Our staff undergo ongoing health and safety training, something reinforced each quarter after reviewing plant safety logs. Potential hazards—be they chemical or ergonomic—receive immediate process revision with frontline input. No incident or slip gets minimized, and senior staff stay directly involved in after-action reviews. Team stability matters, and our investment in wages, routine safety meetings, and feedback sessions aims to reduce turnover while building loyalty to both our craft and customer commitments.
We do not operate in a vacuum. Regulatory bodies—whether in the EU, North America, or Asia—shift permissible limits for bioactive residues in food ingredients. Staying current means more than reading updates; it means preemptive batch checks and updating production logs to halt non-compliant lots before they turn into returns or recalls down the supply chain. Customers who have been burned by another supplier’s misstep often arrive wary. We see honesty about limits, ongoing record reviews, and repeated open communication as crucial—no generic assurance or empty promise.

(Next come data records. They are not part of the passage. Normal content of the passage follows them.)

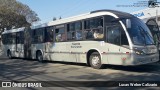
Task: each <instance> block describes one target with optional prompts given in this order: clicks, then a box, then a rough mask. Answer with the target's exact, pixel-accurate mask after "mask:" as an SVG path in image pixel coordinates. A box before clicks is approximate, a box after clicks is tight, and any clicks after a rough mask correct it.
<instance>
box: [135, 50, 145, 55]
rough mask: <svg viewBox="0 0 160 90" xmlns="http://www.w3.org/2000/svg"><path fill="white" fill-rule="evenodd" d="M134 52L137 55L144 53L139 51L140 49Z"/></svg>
mask: <svg viewBox="0 0 160 90" xmlns="http://www.w3.org/2000/svg"><path fill="white" fill-rule="evenodd" d="M135 53H136V54H137V55H144V54H145V53H144V52H143V51H140V50H135Z"/></svg>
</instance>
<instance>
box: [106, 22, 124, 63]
mask: <svg viewBox="0 0 160 90" xmlns="http://www.w3.org/2000/svg"><path fill="white" fill-rule="evenodd" d="M106 40H107V43H108V44H107V53H108V54H107V55H108V56H107V57H108V63H109V64H118V63H120V61H121V52H120V29H119V26H117V25H110V26H106Z"/></svg>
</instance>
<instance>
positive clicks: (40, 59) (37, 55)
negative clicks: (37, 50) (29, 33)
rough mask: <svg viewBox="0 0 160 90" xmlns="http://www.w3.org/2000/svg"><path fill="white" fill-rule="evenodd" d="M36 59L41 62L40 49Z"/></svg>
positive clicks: (42, 61) (40, 54)
mask: <svg viewBox="0 0 160 90" xmlns="http://www.w3.org/2000/svg"><path fill="white" fill-rule="evenodd" d="M37 60H38V61H39V62H43V56H42V53H41V52H40V51H38V52H37Z"/></svg>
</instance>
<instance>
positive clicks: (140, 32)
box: [139, 26, 146, 46]
mask: <svg viewBox="0 0 160 90" xmlns="http://www.w3.org/2000/svg"><path fill="white" fill-rule="evenodd" d="M139 30H140V34H141V35H142V36H143V38H144V41H143V42H144V46H145V45H146V37H145V34H144V31H143V29H141V27H140V26H139Z"/></svg>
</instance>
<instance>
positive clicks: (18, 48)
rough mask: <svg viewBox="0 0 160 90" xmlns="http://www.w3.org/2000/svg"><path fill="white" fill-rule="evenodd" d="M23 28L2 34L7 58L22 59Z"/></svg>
mask: <svg viewBox="0 0 160 90" xmlns="http://www.w3.org/2000/svg"><path fill="white" fill-rule="evenodd" d="M24 29H25V28H24V27H22V28H18V29H12V30H7V31H4V32H3V33H2V42H3V46H4V48H5V50H6V51H5V53H6V54H7V56H8V57H9V58H12V57H20V58H24Z"/></svg>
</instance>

Sometimes buyers look for clarification about “extract” versus “juice” or “flavor.” We explain that our process retains a broader fraction of the fruit—more than just water or oil, less heavy than whole juice. This means formulas built with our extract hold brighter, more varied flavor tones. Those seeking artificial or “lime-type” blends find our product too natural, too immediate, sometimes even too sour if misused. We tell each team—food or beverage, lab or kitchen—that the extract is straightforward to dose, but not so forgiving that it covers up careless formulation or low-grade companion ingredients.
We’ve come to know the lasting value of Lime Vegetable Extract by working with it day after day, year after year. Its quality grows from field through factory, with every handler, test, and cut shaping the final outcome. The product offers an honest, direct translation of lime’s best qualities—flavor, acidity, brightness—without the veils of unnecessary sugars, filler liquids, or artificial flavors.
We don’t claim perfection in every batch, but the lessons from every slip, every season, every unusual customer request helped us build LVX-15’s reliability and versatility. Our pride comes from seeing customers—chefs, product developers, bartenders, and cosmetic chemists—return for another drum, another solution, another tweak to suit their specialty. From our manufacturing floor, this focus on deep involvement, careful oversight, and real communication sets our extract apart—not just a raw material or an additive, but a trusted partner in developing food, drink, and personal care that echoes the fresh, unmistakable spirit of natural lime.